Happy bday bro! Good to hear you got some surf on your bday! I got out this morning too- awesome sunrise! Was out from 640 to 730... some chest high sets coming in but mostly around waist to stomach... BUT it was peeling ridiculously good! Every wave was a fun ride, missed one nice sized wave due to my board slipping out from under my chest.... I blame the wax... or my suite lol fun and refreshing, havnt had waves line up that well in a while... also got to try out a new fin on a single fin board I had shaped in the fall, pretty stoked on the set up... true Ames 7.5 Wayne rich power fin, cool fin with a nice amount of area for a lot of drive
magic session yesterday afternoon...rain storms and warm afternoon, crappy conditions but a building wind swell. 2 hours before dark the wind shifted and the waves sorted out into 3 foot rights peeling down the beach under a glowing sunset. Just 4 of us out calling each other into waist to stomach high waves that just kept stacking up and roping down the sandbar. Water felt like it was at least 5 degrees warmer than it had been a few days earlier.
Spent the weekend with family in FL. Surfed all day Monday. Felt so good to be 60 degree water with nowhere to go. As the storm rolled in there would be brief periods where the rain would stop and the wind would die and it would start to get glassy.

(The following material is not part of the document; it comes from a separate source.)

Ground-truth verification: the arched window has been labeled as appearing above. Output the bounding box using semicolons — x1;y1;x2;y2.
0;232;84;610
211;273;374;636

Spent 4 days in Rincon. It was really more like 3 days because we didn't get into town until close to sunset the first night. Got a quick surf in that night. Just got back almost 2 weeks ago. Was a nice trip, but way too short and fast. I'd liken it to prematurely ejaculating while banging a really hot babe hahahahaha. Rincon seemed to be up and running, probably not completely back to normal, especially from the perspective of the locals when talking with them. The drive from San Juan to Rincon was pretty bad, as far as devastation goes. A lot of blown over trees, road signs down/broken in half. Would have liked to venture around and surf some spots up the coast a bit, just for fun and to say that I did, but didn't have enough time. Got some really nice waves though. I'm beyond sleep deprived, so I kind of regret sleeping a couple extra hours every morning, but I'm already considering a trip back soon. It's just that the next time I'll be able to go will be during the down season for waves in Rincon. I really got psyched just going there though. I gotta get somewhere else this Spring, perhaps even Oahu. I can go on all day and fill up paragraphs about how great being in Rincon and having 3+ quality days of surfing was. It definitely felt good and pretty satisfying. And I think that's my only surfing that I've done since Christmas! Too much work, not enough days off! I'm struggling to even find time to do my laundry or find time to clean my bathroom without sacrificing more sleep!